Duggal is no stranger to big portfolios or bruising markets. Before joining JioStar, he spent a brief stint at Republic World as deputy general manager and north regional head for ad sales. Before that, he put in three years at Enterr10 Television, where he ran the north region for Dangal TV and Dangal 2, two of India’s leading free-to-air Hindi channels. The north alone accounted for more than 50 per cent of total channel revenue on his watch, a number that tends to get attention in any sales meeting.
His longest stint was at Zee Entertainment Enterprises, where he spent over six years rising to associate director of sales. There he commanded the Hindi movies cluster across seven channels, owned more than half of north India’s revenue across flagship properties including Zee TV and &TV, and closed marquee sponsorships across the Indian Premier League, Zee Rishtey Awards and Dance India Dance.

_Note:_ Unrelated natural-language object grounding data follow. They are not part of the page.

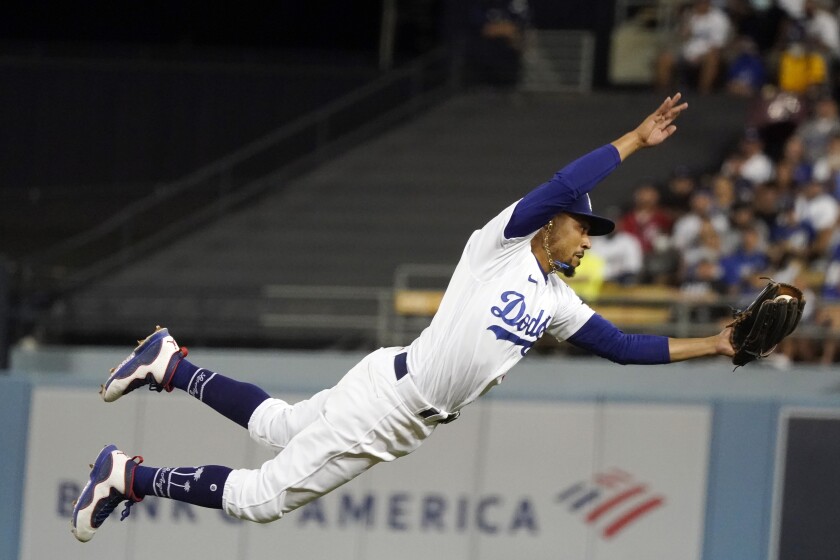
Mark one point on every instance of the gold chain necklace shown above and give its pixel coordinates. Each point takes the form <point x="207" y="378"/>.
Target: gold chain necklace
<point x="552" y="268"/>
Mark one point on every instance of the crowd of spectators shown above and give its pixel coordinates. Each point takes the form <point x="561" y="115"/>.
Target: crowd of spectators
<point x="715" y="234"/>
<point x="772" y="206"/>
<point x="743" y="45"/>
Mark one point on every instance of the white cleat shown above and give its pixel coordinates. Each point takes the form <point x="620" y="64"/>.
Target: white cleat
<point x="111" y="478"/>
<point x="152" y="363"/>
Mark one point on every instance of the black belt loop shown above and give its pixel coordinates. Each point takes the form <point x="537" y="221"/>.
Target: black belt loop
<point x="400" y="365"/>
<point x="400" y="370"/>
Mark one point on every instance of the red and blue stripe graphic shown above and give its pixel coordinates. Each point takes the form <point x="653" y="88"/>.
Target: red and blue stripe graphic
<point x="613" y="501"/>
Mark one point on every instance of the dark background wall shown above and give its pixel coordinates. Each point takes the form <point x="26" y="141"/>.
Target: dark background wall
<point x="104" y="93"/>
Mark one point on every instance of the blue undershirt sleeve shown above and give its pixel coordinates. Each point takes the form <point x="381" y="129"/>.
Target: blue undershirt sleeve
<point x="567" y="185"/>
<point x="604" y="339"/>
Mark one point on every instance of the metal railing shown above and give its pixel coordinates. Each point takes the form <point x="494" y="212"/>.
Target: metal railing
<point x="211" y="191"/>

He also handled monetisation for the English movies and entertainment cluster and the global news channel WION, a portfolio that would stretch most sales teams twice his size.
Earlier in his career Duggal closed what was then a Rs 3 crore single deal at Reliance Broadcast Network, one of the largest in Indian radio at the time, before that he helped launch and monetise JAINHITS, India’s first HITS-based cable and satellite platform.
His edge, by his own account, lies in marrying data and instinct: translating audience trends, inventory signals and client demands into long-term partnerships built on cost-per-rating-point discipline rather than short-term deal chasing. In a media landscape being reshaped by streaming, fragmented attention and AI-driven advertising, that kind of rigour is increasingly rare and increasingly valuable.
JioStar, which blends the scale of Reliance’s Jio platform with the content firepower of Star, is doubling down on its advertising business at precisely the moment the Hindi GEC market is getting more competitive. Bringing in someone who has spent nearly two decades doing exactly this, across some of India’s most watched channels, is a pointed statement of intent. Duggal has spent his career turning audiences into revenue. JioStar is clearly betting he can do it again, and bigger.